Personal Finance

Creating money systems that work

“Everything must be made as simple as possible, but not simpler.” – Albert Einstein

When you think about it, there are a lot of aspects of our life that run based on systems. The time we get up each morning, the routine before we leave the house, our route to work or school, the shows we watch on TV or listen to on the radio. Each of these is part of a system we’ve created for ourselves and each of them depends on ingrained habits to ensure they run smoothly.

We get up each day at the right time because we set an alarm. We show up to our meetings on time because we put them into our calendars. We know how long it takes us to get from home to work because we take the same route at roughly the same time every day and so we know what time we should be leaving home in order to get to work on time. The knowledge and the habits that we build our systems on mean that we don’t have to think about the process itself which frees up more time to focus on other things.

Money systems

I’ve learned from my own money journey that not having money systems in place can create a lot of unnecessary financial stress when it comes to managing money and can lead to a lot of missed opportunities when it comes to building wealth. Over the past few weeks, I’ve facilitated a number of workplace education sessions centered around the key principles of wealth building and money management and conducted a lot of individual sessions with employees looking for help with their finances.

Related article: Habits of Wealthy Canadians

No matter what the employee’s age or circumstances, in almost every case, the action steps they needed to take to reach their goals could be systemized in order to increase their chances of success. It’s been said more than once on this site that managing money and creating wealth is simple (usually with the caveat that simply doesn’t necessarily mean easy).

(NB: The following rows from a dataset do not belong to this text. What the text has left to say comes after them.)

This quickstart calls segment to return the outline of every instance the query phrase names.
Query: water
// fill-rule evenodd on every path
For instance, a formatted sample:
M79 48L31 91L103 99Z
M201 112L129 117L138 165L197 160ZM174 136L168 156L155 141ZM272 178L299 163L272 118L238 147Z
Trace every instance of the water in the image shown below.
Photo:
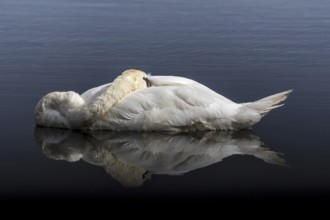
M328 197L329 10L326 0L1 0L0 199ZM192 78L237 102L294 89L286 105L254 126L253 134L222 139L226 144L252 135L262 143L261 152L273 152L286 165L257 158L256 152L231 155L230 147L226 157L205 159L201 149L212 146L195 146L192 137L181 138L183 156L162 152L164 158L180 159L180 154L182 163L123 153L107 144L105 150L95 149L83 134L41 147L40 141L64 135L35 130L33 111L43 95L83 92L128 68ZM110 143L111 135L105 136ZM171 138L115 137L133 149L141 148L134 141L159 147ZM238 146L242 150L241 142ZM153 150L164 149L146 152ZM97 160L108 151L152 172ZM85 161L65 161L81 153ZM183 166L187 161L193 162ZM134 175L146 178L132 187Z

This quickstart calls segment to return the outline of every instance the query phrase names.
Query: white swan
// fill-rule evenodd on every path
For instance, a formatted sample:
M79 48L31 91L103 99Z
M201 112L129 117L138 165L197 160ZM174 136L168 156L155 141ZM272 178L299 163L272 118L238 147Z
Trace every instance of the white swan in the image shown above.
M85 130L240 130L281 106L290 92L235 103L187 78L130 69L81 95L47 94L36 106L35 121L39 126Z

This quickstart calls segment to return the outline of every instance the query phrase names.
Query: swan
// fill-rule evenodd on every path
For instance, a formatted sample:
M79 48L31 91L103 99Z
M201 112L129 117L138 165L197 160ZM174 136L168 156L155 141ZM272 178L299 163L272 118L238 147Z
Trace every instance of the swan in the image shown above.
M50 159L101 166L127 187L152 175L182 175L233 155L287 166L250 130L199 132L79 132L36 127L35 141Z
M259 122L292 90L235 103L194 80L129 69L81 95L51 92L35 108L38 126L111 131L242 130Z

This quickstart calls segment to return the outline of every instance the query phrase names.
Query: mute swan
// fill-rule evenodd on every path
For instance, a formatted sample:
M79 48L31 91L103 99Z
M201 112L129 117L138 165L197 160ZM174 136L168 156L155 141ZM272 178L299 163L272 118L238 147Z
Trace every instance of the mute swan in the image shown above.
M181 175L233 155L286 165L281 153L269 149L249 130L81 133L36 127L34 134L47 157L102 166L130 187L142 185L153 174Z
M39 126L82 130L241 130L282 106L290 92L235 103L191 79L130 69L81 95L47 94L35 108L35 121Z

Systemizing the action steps needed to achieve your goals is a key ingredient in the recipe for success.

Related article: The key to implementing your financial goals

Systemize your cashflow

I remember when I first started working for my dad at 15, I would get my weekly wages in cash. The money would come in a small brown envelope accompanied by a handwritten record of the hours worked, wages paid and deductions are taken. Now, my salary is calculated by a payroll software program and deposited directly into my bank account twice a month. Technology such as online banking and internet transfers makes it extremely easy to keep track of spending and to set up automatic payments for bills and savings.

Related article: It’s important to track your spending

Systemizing my payments has made managing money a lot easier and saves me a lot of time. I use a basic spreadsheet I call the “paycheque tracker” to keep track of my monthly outgoings and because I get paid twice a month I list which bills will be paid by each paycheque and how much of each paycheque will go to savings. Every dollar has a purpose: my RRSP dollars come right off my paycheque, the dollars intended for savings automatically leave my bank account on payday and every bill gets paid on the closest payday regardless of its actual due date.

Related article: The power of Pay yourself first

This means that whatever is in my account the day after payday is meant for groceries and entertainment, I don’t have to worry about accidentally spending my hydro money on shoes! I have a slush fund and a contingency fund for unexpected expenses but neither of them is connected to my debit card so I can’t be tempted into splurging – sometimes the best systems are the ones that protect us from ourselves!

Systemize your investments

Investors tend to fall into two groups. At one end of the spectrum, there are active investors; those people who love managing, watching and researching investments. On the other end, there are passive investors; people who care about their investments but who aren’t really excited or interested enough to pay a lot of attention to their investment accounts. Passive investors are definitely in the majority, so if this is the category of investor you fall into, don’t feel bad… you are certainly not alone!!

A solid investment portfolio needs to be diversified and allocated according to the goals, risk tolerance and time horizon of the investor. For passive investors, there are target-date funds and asset allocation funds that are designed to take care of these needs and provide peace of mind for those who prefer a more “hands-off” approach to invest.

For the active investors who prefer to build their own portfolios, there are systems you can put in place that will automatically rebalance your portfolio at given intervals, helping you “buy low and sell high” no matter how the markets are performing.

Related article: Understanding the art of rebalancing your portfolio

For me, the money systems I’ve put in place, are intended to make sure I’m consistently paying myself first, building a buffer zone and staying on top of my bills. I’m very aware of how my own money psychology can trip me up if I’m not paying attention or get too busy and so I’ve tried to create systems that compensate for the areas where I’m likely to get off track. Even though each person’s goals, motivators, and circumstances are individual, we can each create money systems that help us stay on track and make getting to our goals a little easier.

What money systems do you use to help you reach your financial goals?